Cytotoxicity studies

To assess the toxicity of the synthesized compounds, an MTT (3-(4,5-dimethylthiazol-2-yl)-2,5-diphenyl-tetrazolium bromide) assay was conducted on the normal mouse L929 cell line, following the methodology described in previously published literature reports.^59–61

Conclusion

In this study, a series of novel rhodanine–thiazole hybrids (7a–7l) were designed, synthesized, and characterized. Among these, compounds 7f and 7l exhibited potent HPA and HLAG inhibitory activities, respectively, with mixed-type inhibition kinetics. Notably, compound 7f demonstrated significant PPAR-γ expression, suggesting a potential role in glucose homeostasis. All the compounds (7a–7l) showed no signs of toxicity in the L929 cell line by the MTT assay method. Computational studies, including pharmacophore mapping, molecular docking, and molecular dynamics simulations, provided insights into the binding interactions and stability of these compounds with target proteins (AMY2A, PPAR, and GAA). Furthermore, ADMET analysis indicated favorable drug-like properties. Collectively, these findings highlight the potential of rhodanine–thiazole hybrids as promising lead compounds for the development of novel, multi-target oral antidiabetic agents.
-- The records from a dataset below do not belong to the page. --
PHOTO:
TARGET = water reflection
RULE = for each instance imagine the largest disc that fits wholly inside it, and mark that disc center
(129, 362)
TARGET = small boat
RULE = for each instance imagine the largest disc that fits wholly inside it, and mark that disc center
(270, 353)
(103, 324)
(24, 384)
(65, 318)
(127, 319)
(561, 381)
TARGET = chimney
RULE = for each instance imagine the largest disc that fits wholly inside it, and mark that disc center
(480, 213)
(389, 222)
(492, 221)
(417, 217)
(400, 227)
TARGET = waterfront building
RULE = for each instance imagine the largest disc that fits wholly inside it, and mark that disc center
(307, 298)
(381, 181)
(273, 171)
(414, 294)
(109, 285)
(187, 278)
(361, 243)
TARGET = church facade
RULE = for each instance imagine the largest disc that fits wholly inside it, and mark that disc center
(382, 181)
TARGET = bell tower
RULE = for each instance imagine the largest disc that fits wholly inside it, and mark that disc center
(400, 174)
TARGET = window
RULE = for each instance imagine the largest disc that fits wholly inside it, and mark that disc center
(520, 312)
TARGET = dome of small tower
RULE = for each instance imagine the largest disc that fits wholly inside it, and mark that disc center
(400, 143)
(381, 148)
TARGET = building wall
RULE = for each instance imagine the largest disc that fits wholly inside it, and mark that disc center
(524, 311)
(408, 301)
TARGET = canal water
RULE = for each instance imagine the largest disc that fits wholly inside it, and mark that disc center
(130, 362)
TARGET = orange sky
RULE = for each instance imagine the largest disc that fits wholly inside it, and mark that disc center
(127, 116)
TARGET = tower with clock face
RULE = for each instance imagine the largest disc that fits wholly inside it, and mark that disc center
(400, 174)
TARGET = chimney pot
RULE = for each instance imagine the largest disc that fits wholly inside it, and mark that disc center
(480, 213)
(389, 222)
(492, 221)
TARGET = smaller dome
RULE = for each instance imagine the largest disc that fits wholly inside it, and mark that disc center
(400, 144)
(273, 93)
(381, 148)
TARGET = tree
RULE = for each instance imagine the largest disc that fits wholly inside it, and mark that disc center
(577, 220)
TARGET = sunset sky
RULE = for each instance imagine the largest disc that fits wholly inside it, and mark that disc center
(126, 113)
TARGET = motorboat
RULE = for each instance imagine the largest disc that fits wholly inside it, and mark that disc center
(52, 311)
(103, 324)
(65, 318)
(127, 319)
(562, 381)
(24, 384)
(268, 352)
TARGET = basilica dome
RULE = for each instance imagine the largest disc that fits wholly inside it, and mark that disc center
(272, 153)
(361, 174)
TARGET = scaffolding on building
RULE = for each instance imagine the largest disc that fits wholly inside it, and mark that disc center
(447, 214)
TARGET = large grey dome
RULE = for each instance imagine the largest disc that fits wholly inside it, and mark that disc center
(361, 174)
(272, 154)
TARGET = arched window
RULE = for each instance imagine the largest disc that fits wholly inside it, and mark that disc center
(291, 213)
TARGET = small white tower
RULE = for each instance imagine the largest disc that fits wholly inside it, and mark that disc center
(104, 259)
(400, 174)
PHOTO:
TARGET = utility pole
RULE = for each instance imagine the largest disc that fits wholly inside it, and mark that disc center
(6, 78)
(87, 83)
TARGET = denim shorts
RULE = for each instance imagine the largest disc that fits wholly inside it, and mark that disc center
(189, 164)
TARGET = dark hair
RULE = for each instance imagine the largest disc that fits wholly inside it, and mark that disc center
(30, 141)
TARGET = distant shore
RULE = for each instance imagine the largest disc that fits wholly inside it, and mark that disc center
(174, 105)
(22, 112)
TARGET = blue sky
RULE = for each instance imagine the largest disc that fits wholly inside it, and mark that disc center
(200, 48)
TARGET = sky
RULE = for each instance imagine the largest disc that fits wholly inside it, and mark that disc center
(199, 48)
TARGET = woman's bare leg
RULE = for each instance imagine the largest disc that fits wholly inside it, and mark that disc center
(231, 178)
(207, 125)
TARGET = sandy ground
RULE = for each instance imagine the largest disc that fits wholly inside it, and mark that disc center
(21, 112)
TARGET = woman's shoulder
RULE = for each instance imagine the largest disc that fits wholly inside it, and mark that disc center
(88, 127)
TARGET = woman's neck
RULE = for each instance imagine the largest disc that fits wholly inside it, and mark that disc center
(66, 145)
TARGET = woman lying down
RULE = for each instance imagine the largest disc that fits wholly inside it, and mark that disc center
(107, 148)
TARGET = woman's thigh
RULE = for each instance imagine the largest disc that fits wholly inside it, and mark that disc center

Further optimization and in vivo evaluation are warranted to fully explore their therapeutic efficacy.

Data availability

All data included in manuscript.

Author contributions

Shankar Gharge: synthesis, characterization, biological activities, computational studies and original manuscript writing; Shankar G. Alegaon: conceptualisation, methodology and supervision; Shriram D. Ranade: computational studies; Rohini S. Kavalapure: resources; B. R. Prashantha Kumar: resources.

Conflicts of interest

All authors declared that they have no conflict of interest.